Release 1.0.0 has several significant changes, most notably a completely new configuration mechanism using Spring IOC. This new configuration system introduces some deployment concepts:

  • WaybackCollections define a set of documents via the previously existing ResourceStore and ResourceIndex implementations.
  • AccessPoints define a method by which users can access and interact with a WaybackCollection. A single WaybackCollection may be exposed to users through several AccessPoints simultaneously. Each AccessPoint specifies an access URL, a Query interface, a Replay interface, and several optional access restrictions, including limiting who can connect to the AccessPoint, and which documents in the WaybackCollection are available through the AccessPoint.
This new configuration frameworks allows hosting of hundreds of individual collections within a single wayback installation, each with potentially multiple AccessPoints. This version also includes a major refactoring of the Replay User Interface framework, simplifying extension and the creation of novel replay modes. Specifically, one or more external .jsp files can be used to generate additional HTML content within replayed HTML pages. The Timeline Replay mode has been completely replaced by one of these external .jsp files, which inserts the Timeline banner inside replayed HTML pages.

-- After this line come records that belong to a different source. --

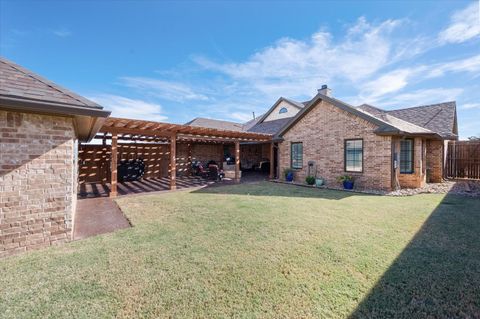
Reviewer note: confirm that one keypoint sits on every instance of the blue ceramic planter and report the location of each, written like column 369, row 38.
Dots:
column 348, row 184
column 289, row 177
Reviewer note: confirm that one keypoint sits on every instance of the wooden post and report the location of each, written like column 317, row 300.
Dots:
column 113, row 166
column 237, row 161
column 189, row 160
column 272, row 158
column 173, row 162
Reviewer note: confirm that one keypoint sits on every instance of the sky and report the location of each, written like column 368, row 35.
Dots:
column 173, row 61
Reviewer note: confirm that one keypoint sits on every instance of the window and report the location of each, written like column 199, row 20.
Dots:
column 297, row 155
column 406, row 156
column 354, row 155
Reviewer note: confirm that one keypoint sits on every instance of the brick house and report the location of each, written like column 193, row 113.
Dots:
column 40, row 126
column 381, row 149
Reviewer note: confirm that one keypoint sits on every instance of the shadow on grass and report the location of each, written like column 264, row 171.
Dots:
column 438, row 274
column 274, row 189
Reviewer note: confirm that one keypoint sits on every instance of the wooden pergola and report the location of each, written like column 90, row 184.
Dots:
column 149, row 131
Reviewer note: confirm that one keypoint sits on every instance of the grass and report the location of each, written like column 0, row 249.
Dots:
column 264, row 250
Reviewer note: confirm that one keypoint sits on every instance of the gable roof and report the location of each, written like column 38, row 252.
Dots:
column 216, row 124
column 24, row 91
column 440, row 118
column 18, row 82
column 387, row 124
column 281, row 99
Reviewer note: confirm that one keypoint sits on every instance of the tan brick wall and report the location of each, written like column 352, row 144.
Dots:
column 37, row 182
column 435, row 161
column 323, row 132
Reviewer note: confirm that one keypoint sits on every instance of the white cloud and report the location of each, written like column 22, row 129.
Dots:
column 388, row 83
column 421, row 97
column 464, row 25
column 63, row 33
column 298, row 67
column 471, row 64
column 468, row 106
column 173, row 91
column 130, row 108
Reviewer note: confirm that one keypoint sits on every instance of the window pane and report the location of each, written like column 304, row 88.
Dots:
column 354, row 155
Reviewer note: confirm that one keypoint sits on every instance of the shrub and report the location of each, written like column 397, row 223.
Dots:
column 344, row 178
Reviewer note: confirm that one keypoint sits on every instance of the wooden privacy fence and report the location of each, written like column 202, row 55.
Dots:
column 463, row 159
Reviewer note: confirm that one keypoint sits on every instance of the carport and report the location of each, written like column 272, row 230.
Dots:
column 168, row 151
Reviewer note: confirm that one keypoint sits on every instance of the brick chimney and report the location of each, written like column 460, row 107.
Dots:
column 325, row 90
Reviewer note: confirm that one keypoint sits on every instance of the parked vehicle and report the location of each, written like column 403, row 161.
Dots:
column 130, row 170
column 288, row 172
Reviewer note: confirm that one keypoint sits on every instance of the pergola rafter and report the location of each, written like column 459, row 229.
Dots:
column 150, row 131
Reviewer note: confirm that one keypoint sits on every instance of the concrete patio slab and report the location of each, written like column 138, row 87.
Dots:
column 96, row 216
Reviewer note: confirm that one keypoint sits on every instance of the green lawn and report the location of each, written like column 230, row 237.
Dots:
column 265, row 250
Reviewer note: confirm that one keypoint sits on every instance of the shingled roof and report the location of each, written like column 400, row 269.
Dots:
column 270, row 127
column 20, row 83
column 440, row 118
column 216, row 124
column 24, row 91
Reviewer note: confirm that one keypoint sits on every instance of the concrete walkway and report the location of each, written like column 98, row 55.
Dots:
column 96, row 216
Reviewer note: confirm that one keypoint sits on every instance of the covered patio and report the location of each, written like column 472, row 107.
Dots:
column 167, row 151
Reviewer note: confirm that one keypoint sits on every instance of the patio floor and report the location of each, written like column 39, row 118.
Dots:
column 146, row 185
column 96, row 216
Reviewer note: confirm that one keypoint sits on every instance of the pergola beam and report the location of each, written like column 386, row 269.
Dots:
column 237, row 162
column 272, row 158
column 113, row 167
column 173, row 162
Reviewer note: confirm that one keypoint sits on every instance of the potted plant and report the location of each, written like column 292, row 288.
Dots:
column 288, row 172
column 347, row 181
column 319, row 181
column 310, row 180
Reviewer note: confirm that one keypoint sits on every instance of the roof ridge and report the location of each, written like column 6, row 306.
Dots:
column 439, row 111
column 50, row 84
column 396, row 118
column 421, row 106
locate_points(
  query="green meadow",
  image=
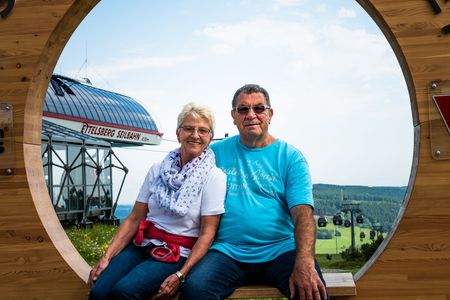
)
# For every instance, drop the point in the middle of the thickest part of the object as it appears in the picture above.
(329, 246)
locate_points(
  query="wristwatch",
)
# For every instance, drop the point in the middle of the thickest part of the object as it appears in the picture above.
(180, 276)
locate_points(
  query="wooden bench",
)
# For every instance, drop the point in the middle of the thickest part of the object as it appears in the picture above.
(338, 284)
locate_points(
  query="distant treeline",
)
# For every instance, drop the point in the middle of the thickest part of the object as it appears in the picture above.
(378, 204)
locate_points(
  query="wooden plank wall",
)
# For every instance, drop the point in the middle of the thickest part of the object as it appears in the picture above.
(415, 264)
(37, 261)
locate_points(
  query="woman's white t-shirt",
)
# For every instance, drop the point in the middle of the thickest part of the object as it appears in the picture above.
(210, 201)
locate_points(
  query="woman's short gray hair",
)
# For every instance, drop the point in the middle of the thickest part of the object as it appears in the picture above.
(198, 111)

This version includes a very experimental new Replay mode, domain-prefix replay mode, which performs all markup and recontextualization of replayed HTML documents on the server-side, eliminating the need for client-side Javascript execution. Please ask on the discussion list for assistance in using this Replay mode.

Lastly, this version has some internal improvements which should reduce memory consumption, and the software is now built using maven2.

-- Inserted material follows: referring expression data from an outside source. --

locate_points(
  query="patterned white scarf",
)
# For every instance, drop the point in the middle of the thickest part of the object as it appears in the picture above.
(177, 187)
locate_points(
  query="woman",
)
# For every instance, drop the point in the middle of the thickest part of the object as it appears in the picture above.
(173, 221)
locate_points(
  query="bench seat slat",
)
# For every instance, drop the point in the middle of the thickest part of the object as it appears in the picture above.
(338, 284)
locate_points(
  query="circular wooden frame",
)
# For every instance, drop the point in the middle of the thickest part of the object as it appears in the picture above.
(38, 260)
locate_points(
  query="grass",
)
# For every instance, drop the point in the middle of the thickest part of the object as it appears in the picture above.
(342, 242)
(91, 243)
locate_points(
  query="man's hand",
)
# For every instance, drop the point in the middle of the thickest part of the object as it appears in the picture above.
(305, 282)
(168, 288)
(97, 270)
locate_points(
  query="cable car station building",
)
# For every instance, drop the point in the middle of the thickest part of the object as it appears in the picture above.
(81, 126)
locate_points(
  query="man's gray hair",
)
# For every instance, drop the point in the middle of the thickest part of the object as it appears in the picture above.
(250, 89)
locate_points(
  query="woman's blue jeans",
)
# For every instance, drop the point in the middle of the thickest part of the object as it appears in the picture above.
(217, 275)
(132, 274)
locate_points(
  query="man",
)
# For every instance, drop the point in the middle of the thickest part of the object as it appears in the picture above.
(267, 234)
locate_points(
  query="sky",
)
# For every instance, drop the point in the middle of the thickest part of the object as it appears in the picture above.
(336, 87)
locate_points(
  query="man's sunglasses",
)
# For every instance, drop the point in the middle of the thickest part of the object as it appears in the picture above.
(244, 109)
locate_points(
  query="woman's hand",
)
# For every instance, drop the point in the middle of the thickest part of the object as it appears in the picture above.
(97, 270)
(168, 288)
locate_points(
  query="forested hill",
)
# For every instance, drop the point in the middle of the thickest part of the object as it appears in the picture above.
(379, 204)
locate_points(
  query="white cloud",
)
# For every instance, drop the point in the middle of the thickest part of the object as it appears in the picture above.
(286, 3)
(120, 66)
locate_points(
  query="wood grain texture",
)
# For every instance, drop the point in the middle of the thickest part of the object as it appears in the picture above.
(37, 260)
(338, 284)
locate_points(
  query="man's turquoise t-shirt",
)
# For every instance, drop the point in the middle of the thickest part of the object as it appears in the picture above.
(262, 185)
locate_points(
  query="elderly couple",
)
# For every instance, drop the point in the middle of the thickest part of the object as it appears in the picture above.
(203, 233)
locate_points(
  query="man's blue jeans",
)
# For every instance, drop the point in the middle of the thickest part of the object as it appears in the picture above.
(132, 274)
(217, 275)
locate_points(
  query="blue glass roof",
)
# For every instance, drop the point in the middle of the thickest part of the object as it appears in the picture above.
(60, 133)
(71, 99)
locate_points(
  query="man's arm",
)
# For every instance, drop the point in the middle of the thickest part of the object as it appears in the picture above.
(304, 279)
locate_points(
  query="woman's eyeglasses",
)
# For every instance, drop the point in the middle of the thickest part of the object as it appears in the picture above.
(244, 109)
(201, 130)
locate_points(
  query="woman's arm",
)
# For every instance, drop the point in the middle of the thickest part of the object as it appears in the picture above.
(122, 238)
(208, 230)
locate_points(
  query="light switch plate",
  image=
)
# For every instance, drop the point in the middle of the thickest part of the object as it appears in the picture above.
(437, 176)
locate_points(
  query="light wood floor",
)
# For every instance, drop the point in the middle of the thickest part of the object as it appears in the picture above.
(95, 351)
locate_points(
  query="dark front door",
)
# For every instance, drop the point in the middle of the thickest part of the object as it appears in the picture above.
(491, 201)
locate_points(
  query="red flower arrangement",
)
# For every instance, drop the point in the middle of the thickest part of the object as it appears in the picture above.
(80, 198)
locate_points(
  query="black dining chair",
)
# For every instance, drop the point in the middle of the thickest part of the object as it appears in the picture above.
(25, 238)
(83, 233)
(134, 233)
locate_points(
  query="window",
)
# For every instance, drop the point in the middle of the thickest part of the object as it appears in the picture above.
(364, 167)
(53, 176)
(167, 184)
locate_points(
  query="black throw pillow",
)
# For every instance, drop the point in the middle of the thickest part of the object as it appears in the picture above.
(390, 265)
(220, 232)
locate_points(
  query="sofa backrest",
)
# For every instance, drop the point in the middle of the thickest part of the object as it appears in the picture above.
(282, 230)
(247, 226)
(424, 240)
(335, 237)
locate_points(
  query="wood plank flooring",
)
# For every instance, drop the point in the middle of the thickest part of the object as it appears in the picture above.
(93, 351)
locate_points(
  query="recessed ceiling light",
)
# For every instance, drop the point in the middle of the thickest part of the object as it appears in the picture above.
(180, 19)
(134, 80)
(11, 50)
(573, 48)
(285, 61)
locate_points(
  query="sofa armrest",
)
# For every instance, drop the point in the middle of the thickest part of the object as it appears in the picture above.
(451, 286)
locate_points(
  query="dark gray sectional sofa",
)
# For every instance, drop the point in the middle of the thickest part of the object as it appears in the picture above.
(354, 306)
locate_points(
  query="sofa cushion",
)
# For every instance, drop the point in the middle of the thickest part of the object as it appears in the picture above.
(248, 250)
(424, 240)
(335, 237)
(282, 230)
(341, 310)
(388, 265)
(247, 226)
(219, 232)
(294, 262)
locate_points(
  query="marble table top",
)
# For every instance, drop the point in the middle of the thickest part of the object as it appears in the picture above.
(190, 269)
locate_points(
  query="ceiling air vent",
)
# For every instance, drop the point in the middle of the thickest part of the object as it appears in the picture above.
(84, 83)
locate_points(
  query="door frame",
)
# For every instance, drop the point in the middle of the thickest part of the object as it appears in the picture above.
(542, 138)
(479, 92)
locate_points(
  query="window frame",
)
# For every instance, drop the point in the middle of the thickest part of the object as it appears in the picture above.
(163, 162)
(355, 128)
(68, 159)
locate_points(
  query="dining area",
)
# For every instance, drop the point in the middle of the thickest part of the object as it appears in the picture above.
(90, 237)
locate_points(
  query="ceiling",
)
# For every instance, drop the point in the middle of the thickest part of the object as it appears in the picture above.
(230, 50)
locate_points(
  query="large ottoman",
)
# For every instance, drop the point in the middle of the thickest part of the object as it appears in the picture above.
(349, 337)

New Release - 0.8.0, 01/11/2007

Release 0.8.0 offers several new features, most notably a CDX format flat file ResourceIndex implementation, improved character set detection, and many smaller improvements, bug-fixes, and optimizations.

    Major Features:
  • Added Sorted CDX flat file ResourceIndex implementation, allowing for much larger data sets.
  • Improved character set detection so pages are not mangled when server side modification occurs.
  • Several new command-line tools, for generating and updating each ResourceIndex type.
  • Bug-fixes to allow integration with NutchWax full-text searching.

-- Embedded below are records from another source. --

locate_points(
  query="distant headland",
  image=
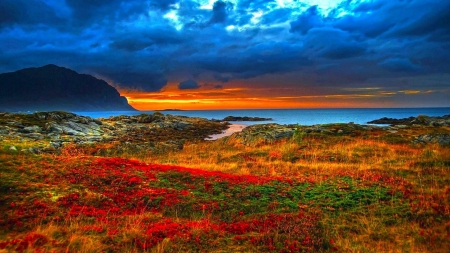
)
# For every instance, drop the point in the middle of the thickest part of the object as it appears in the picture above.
(51, 87)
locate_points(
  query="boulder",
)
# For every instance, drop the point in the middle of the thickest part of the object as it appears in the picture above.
(442, 139)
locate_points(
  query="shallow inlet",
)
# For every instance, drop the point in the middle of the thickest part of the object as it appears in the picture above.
(232, 129)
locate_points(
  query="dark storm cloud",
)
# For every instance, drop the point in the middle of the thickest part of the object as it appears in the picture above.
(142, 38)
(220, 11)
(311, 18)
(188, 85)
(343, 45)
(399, 64)
(144, 44)
(26, 12)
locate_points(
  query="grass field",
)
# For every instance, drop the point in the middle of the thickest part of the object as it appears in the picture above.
(365, 192)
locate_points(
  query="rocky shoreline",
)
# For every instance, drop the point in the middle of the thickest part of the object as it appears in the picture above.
(422, 120)
(245, 118)
(49, 131)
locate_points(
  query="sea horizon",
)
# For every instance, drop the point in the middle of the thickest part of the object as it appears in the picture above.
(302, 116)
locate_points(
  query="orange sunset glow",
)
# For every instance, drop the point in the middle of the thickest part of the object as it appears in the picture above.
(263, 98)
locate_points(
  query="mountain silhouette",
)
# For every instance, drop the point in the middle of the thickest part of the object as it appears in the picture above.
(51, 87)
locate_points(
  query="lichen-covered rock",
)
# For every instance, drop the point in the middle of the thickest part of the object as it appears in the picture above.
(442, 139)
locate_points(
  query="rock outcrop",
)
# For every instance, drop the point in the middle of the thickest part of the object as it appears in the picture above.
(51, 87)
(419, 120)
(53, 130)
(245, 118)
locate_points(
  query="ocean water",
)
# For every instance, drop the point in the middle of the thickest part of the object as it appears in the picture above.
(295, 116)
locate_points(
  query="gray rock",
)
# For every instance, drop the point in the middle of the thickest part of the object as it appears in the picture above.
(31, 129)
(35, 136)
(442, 139)
(181, 125)
(98, 122)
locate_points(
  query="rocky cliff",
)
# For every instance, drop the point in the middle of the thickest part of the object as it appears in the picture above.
(56, 88)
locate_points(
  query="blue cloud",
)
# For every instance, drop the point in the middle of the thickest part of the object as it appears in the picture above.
(399, 65)
(188, 85)
(143, 44)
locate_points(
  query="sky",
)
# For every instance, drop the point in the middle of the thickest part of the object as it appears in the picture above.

New Release - 0.6.0, 07/14/2006

Release 0.6.0 offers:
  • Timeline Mode - comparable with WERA user interface.
  • Manual Exclusions - allows for blocking sites and paths from the index for specific ranges of time.

New Release - 0.4.0, 03/28/2006

Release 0.4.0 offers many new features and improvements, including:
  • Distributed ARC storage.
  • Improved Javascript and document rewriting for Archival URL replay mode.
  • Several new ResourceIndex implementations: Remote BDB, NutchWax.
  • live web robots.txt caching and retroactive compliance.
  • "Classic" Wayback Machine query User Interface.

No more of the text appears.